Maria Heitor leva justiça aos cidadãos e aos campos de râguebi
Trabalhar na Polícia Judiciária (PJ), treinar e arbitrar jogos de râguebi. Esta é a rotina de Maria Heitor, a primeira portuguesa a chegar ao topo do desporto internacional na modalidade: arbitrar no Mundial Feminino, agendado para o final de agosto. À partida parece que uma coisa nada tem a ver com a outra, mas há pontos em comum. “Há sim, coisas em comum entre ser árbitro e ser um polícia, não é? A questão da justiça é sempre essencial nas duas profissões, uma complementa a outra”, explica ao DN, acrescentando que, nos dois trabalhos, ter organização e disciplina é “essencial”.
Maria Heitor, nascida e criada em Lisboa, tem ligação ao desporto desde criança. Já praticou diversas modalidades, por exemplo, vólei, futebol, judo, ginástica. Conta que sempre gostou de fazer exercício e teve apoio da família para se dedicar ao desporto. Quando tinha 15 anos, estava à procura de uma nova modalidade para praticar. “Uma amiga disse-me: ‘Anda para o râguebi, porque precisamos de gordinhas como tu’, porque na altura era muito gordinha. Então, como o râguebi é um desporto que dá para toda a gente, foi um bocadinho assim... Estava à procura de um novo desporto e, pronto, surgiu o râguebi na minha vida dessa maneira”, recorda. Foi uma paixão duradoura, que já passa de 21 anos e hoje é uma parte essencial da vida de Maria Heitor.
A agora árbitra jogou durante oito anos nas equipas do Benfica e do Sporting. Nos últimos três dedicou-se à arbitragem. Desde então, realizou uma série de formações para chegar ao topo: ser a principal árbitra deste desporto em Portugal — e agora do mundo. Este caminho fez-se com sacrifícios, dedicação pessoal, apoios e disciplina — que realmente faz parte da vida da profissional.
O horário de almoço no trabalho, de hora e meia, é utilizado para treino no ginásio, localizado no próprio edifício da Judiciária. O almoço é na secretária — e preparado aos domingos para toda a semana. “Eu treino de seis a sete vezes por semana, tem de ser”, conta. Mas, às vezes, também almoça com os colegas, porque valoriza o convívio e gosta dos companheiros de trabalho.
Aliás, destaca que o apoio dos outros inspetores e inspetoras faz a diferença na vida de Maria Heitor. “Eles são muito entusiastas, estão muito contentes com esta nomeação para o Mundial. São os primeiros a apoiar-me, a dizer que se eu precisar de alguma coisa estão comigo. A minha brigada é cinco estrelas e sem eles, se calhar, não tinha conseguido atingir estes objetivos”, sublinha a inspetora, que trabalha na Unidade de Informação Criminal.

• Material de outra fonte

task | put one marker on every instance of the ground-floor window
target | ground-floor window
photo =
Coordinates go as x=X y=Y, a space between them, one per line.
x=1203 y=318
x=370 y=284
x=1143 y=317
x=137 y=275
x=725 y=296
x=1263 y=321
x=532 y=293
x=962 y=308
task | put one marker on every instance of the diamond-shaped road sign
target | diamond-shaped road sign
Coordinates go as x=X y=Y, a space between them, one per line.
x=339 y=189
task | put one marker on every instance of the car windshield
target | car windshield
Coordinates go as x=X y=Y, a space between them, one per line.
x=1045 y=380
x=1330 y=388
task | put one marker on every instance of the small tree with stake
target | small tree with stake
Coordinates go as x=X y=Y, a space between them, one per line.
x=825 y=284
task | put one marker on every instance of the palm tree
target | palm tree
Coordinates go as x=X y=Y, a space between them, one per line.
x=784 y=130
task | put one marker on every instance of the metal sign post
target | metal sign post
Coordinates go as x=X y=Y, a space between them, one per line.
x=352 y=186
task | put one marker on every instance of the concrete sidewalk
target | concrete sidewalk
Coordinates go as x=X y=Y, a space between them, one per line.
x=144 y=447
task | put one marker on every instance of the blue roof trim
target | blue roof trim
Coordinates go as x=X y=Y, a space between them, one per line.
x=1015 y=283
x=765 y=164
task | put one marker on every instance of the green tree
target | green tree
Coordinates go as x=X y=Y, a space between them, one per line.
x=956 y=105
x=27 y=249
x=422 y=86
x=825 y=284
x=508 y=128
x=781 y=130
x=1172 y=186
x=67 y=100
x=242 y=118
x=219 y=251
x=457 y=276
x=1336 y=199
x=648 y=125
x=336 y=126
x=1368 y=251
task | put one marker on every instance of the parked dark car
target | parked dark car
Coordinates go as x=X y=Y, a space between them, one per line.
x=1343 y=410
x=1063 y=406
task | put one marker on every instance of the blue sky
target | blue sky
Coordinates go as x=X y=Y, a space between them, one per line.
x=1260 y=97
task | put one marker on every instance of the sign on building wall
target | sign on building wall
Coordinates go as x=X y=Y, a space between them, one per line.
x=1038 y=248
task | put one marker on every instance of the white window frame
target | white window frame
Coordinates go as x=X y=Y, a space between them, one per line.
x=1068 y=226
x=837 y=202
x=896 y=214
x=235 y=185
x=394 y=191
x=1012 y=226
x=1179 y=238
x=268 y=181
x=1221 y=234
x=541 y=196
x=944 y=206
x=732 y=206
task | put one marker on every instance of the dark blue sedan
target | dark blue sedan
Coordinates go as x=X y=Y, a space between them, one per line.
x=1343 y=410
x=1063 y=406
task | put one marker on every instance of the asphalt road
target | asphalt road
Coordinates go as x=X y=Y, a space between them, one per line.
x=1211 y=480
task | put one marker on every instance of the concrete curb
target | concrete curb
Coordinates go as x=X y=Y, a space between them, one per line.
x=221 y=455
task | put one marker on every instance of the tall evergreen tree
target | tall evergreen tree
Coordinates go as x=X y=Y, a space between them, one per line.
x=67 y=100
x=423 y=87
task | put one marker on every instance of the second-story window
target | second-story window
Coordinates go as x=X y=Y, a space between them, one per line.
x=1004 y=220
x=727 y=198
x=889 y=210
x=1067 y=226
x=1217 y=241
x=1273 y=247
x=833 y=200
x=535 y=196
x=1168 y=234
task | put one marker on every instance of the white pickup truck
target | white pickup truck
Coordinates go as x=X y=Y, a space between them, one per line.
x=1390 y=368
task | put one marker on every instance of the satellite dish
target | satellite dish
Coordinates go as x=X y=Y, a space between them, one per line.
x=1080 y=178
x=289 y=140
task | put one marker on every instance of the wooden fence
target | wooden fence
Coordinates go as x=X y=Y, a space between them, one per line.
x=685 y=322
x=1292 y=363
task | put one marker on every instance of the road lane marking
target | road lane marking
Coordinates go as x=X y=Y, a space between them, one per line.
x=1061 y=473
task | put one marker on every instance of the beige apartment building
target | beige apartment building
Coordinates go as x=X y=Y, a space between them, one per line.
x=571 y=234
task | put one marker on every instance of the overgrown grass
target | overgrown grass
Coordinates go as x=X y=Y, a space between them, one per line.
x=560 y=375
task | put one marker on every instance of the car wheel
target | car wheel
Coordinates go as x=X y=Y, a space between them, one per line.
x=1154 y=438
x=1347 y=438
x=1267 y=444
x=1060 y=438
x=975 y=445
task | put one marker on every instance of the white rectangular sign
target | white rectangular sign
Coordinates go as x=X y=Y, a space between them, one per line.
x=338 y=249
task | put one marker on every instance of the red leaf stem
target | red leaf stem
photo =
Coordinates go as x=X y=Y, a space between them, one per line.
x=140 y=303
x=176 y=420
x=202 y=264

O objetivo máximo, de chegar ao Mundial, foi alcançado na mesma semana em que outro feito a deixou feliz: ter duas mulheres ao seu lado para apitar um jogo. “Conseguimos fazer, pela primeira vez, um trio feminino no escalão máximo do râguebi português masculino. Era um dos meus objetivos da época e dos últimos anos e conseguimos na mesma semana em que soube que ia ao Mundial, ou seja, foram dois objetivos alcançados numa semana”, explica. No entanto, são apenas três mulheres – e Maria Heitor quer que mais mulheres se dediquem ao desporto.
A árbitra observa que, noutros países, esta realidade está mais consolidada, como em Inglaterra, França e Espanha. Apesar de ter alcançado o maior sonho e o topo da modalidade, Maria Heitor não quer parar. Ainda vai pensar em voos mais altos, mas, para já, o foco está no mundial, o que vai exigir ainda mais treinos e formações, presenciais e online, sempre a conciliar com o trabalho na PJ. Aliás, Maria Heitor recorda que há outra semelhança no desporto que pratica com o trabalho: o râguebi é democrático, assim como é a justiça, para todos. “Há oportunidades para toda a gente — gordinhos, magrinhos, altos, baixos para todo o tipo de pessoas, rápidos, lentos, mas é para todos, assim como a justiça.”